In order to improve the performance of MOSFET devices the well known polysilicon is being replaced as gate electrode material by metals. Such metal gates do not suffer from the shortcomings of a semiconducting gate electrode such as gate depletion, dopant diffusion or medium range resistance. However, obtaining the desired work function for both nMOS and pMOS devices in view of controlling the threshold voltage is not as straightforward as in the case of polysilicon gates, as the work function of polysilicon can be tuned by doping the polysilicon with a well-defined amount of an appropriate dopant, e.g., boron for pMOS devices, thereby forming a high work function gate electrode, and phosphorus for nMOS devices, thereby forming a low work function gate electrode.
Initially, midgap metals were introduced to form metal gates. Midgap metals are materials having a Fermi level near the midgap position between the valence and conduction band of the semiconducting substrate on which the MOSFET is formed. An example of such midgap metal is CoSi2 having a work function of about 4.65 eV. This metal gate material is formed by a full silicidation (FUSI) of a polysilicon gate electrode whereby essentially all the polysilicon is converted into a silicide during reaction with Co. Although symmetric threshold voltages for nMOS and pMOS devices can be obtained using such a midgap metal, these threshold voltages are too high compared with the supply voltage at which these NMOS and pMOS are to operate.

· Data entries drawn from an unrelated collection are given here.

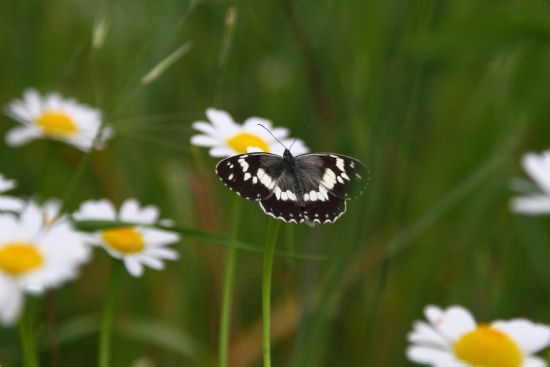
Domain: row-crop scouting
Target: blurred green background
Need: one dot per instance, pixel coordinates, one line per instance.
(440, 99)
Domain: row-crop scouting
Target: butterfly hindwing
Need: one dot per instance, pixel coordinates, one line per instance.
(252, 176)
(326, 211)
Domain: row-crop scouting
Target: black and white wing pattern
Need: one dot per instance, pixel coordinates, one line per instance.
(311, 187)
(252, 175)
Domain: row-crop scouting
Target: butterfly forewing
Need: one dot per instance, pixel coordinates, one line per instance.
(252, 176)
(339, 175)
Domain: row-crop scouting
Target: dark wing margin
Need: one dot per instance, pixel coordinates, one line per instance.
(334, 175)
(327, 211)
(252, 176)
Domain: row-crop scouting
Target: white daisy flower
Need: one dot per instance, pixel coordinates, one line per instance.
(138, 245)
(537, 200)
(226, 138)
(452, 338)
(35, 256)
(9, 203)
(54, 117)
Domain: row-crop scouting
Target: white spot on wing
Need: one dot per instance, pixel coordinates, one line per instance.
(340, 163)
(313, 195)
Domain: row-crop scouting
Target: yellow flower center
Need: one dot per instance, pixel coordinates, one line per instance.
(17, 258)
(126, 240)
(242, 141)
(488, 347)
(56, 123)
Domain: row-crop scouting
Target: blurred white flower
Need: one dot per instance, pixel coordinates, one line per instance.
(138, 245)
(54, 117)
(226, 138)
(452, 338)
(535, 201)
(35, 256)
(9, 203)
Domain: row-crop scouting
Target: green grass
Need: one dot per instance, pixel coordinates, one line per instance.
(440, 99)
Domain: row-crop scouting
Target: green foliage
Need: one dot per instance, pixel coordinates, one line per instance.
(438, 98)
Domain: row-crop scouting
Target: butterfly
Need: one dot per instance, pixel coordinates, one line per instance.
(311, 187)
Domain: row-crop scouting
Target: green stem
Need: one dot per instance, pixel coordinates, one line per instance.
(107, 316)
(229, 275)
(27, 339)
(270, 241)
(75, 180)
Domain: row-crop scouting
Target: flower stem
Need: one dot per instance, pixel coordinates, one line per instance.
(107, 316)
(229, 275)
(269, 252)
(27, 339)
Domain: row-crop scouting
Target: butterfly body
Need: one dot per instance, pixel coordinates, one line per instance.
(311, 187)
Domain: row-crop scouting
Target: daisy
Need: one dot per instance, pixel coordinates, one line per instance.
(35, 256)
(452, 338)
(537, 200)
(137, 245)
(54, 117)
(226, 138)
(8, 203)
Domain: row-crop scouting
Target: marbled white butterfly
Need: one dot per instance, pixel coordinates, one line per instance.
(311, 188)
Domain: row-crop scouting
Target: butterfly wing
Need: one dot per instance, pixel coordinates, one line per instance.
(252, 176)
(330, 174)
(326, 211)
(316, 189)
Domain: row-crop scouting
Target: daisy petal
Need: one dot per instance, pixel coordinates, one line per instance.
(11, 301)
(532, 204)
(434, 357)
(11, 204)
(21, 135)
(204, 141)
(222, 152)
(538, 167)
(155, 236)
(131, 212)
(454, 322)
(204, 127)
(19, 112)
(133, 266)
(152, 263)
(96, 210)
(533, 362)
(163, 253)
(425, 334)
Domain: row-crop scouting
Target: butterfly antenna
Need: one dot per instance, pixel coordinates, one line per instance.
(270, 133)
(294, 141)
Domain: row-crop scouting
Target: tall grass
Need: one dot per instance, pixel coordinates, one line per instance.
(438, 98)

In order to obtain the desired, low, threshold voltage for nMOS and pMOS devices a dual metal gate approach is currently being pursued. Here, the material of the gate electrode of the NMOS device is a metal having a low work function, ideally about 4 to 4.2 eV, while the material of the pMOS gate electrode is another metal having a high work function, ideally about 5 to 5.2 ev. Finding an appropriate low-work function metal for use as NMOS gate electrode is of particular importance, as such metal reacts rapidly with the oxygen present in the underlying dielectric, e.g., silicon-oxide or high-k dielectrics.

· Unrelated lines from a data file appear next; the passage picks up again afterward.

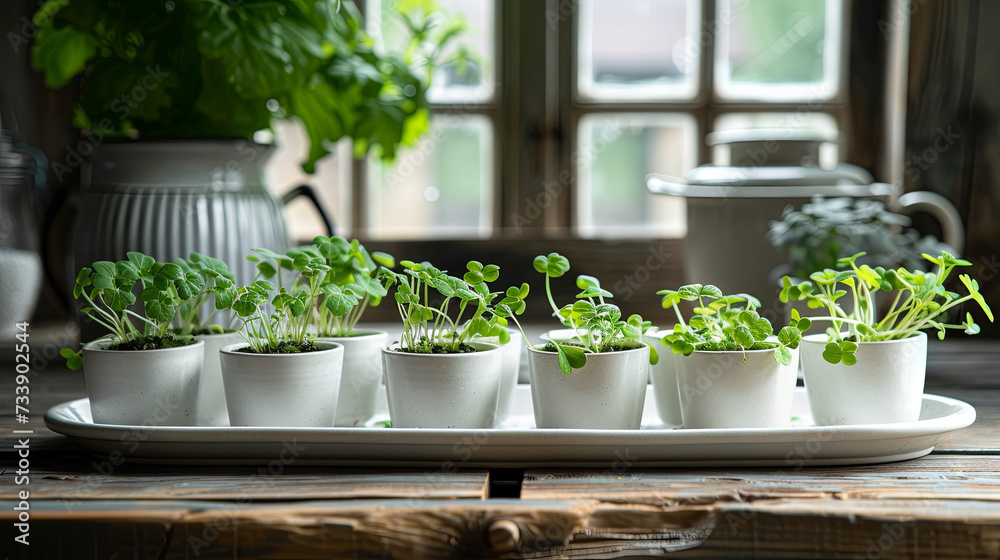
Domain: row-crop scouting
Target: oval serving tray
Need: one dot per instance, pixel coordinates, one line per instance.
(517, 444)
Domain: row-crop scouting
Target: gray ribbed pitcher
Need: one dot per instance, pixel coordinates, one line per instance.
(167, 199)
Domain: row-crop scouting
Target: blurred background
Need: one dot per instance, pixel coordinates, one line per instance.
(541, 138)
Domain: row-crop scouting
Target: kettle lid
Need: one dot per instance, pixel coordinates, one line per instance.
(763, 176)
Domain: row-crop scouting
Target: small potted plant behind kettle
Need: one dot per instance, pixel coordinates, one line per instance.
(596, 379)
(196, 317)
(439, 376)
(279, 376)
(351, 285)
(866, 369)
(730, 372)
(138, 375)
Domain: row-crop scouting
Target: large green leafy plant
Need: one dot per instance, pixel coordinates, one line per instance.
(824, 230)
(597, 325)
(724, 323)
(920, 301)
(221, 69)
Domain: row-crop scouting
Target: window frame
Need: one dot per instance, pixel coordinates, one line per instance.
(705, 107)
(361, 221)
(536, 128)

Tuning of the work function of a gate electrode metal by alloying it with other metals, in order to match the work function requirements for an nMOS or pMOS gate electrode, is known.

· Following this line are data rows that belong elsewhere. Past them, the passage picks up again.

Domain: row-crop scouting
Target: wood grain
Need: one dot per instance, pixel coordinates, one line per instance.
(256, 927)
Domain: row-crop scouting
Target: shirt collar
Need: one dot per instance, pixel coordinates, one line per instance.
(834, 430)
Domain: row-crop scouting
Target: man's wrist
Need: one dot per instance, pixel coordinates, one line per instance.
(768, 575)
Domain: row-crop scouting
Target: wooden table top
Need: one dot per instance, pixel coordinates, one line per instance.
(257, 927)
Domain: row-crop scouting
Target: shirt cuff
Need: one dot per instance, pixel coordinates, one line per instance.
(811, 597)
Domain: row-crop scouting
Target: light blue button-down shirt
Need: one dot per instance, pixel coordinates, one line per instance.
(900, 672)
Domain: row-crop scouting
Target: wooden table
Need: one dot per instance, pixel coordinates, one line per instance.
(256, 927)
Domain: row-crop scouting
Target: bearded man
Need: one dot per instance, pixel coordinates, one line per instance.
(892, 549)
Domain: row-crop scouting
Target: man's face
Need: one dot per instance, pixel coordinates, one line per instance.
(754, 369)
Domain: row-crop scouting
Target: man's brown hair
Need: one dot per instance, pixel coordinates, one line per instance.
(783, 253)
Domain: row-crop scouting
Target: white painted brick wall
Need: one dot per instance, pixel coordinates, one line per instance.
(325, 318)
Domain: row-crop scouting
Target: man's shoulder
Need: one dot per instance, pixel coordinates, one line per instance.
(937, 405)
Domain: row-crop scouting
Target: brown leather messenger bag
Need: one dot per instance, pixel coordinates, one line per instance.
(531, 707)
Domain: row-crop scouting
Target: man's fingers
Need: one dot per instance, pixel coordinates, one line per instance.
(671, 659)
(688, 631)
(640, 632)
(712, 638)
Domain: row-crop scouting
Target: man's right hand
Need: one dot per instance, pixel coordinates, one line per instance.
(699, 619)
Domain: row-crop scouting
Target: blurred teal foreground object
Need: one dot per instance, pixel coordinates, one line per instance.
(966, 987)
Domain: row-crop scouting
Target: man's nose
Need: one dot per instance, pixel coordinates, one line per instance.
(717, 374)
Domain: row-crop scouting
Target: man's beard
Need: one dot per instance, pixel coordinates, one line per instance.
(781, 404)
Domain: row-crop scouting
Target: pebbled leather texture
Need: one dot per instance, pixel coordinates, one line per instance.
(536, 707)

V. Mistra et al. discloses in United States Publication No. US-2003/0160227-A1 the alloying of a first metal having a higher work function with a second metal B having a lower work function. Depending on the ratio, the resulting alloy AxB1-x will have a work function ranging from the work function of the first metal A to the work function of the second metal B. The lowest work function obtainable is determined by the work function of the second metal B, which is selected from the group of Mn, Mg, V, Ti, Cr, Y, Zr, Ta, La, Gd, Sm, Pr, Nb, Al, Hf and alloys thereof. Mistra et al. does not teach the formation of a fully silicided gate electrode using such binary alloys.
J. Liu et al. discloses in “Dual-Work-Function Metal Gates by Full Silicidation of Poly-Si With Co—Ni Bi-layers”, IEEE Electron Device Letters 2005, the formation of dual work function metal gates fabricated by full silicidation (FUSI) of a Co—Ni bi-layer and a comparison of these alloyed metal gates with single-metal FUSI systems of CoSi2 and NiSi. The alloy of CoxNi1-xSi allows combining the low work function of NiSi with the thermal stability of CoSi.
Yu et al. discloses in “Low Work function Fully Silicided Gate on SiO2/Si and La AlO3/GOI n-MOSFETS”, Proceedings of 62nd Device Research Conference (DRC), pp. 21, Notre Dame, Ind., June, 2004, the combination of the low resistive NiSi, having a high work function of about 4.9 eV, with Hf or TiSi to obtain a low work function of 4.2 eV and 4.3 eV respectively.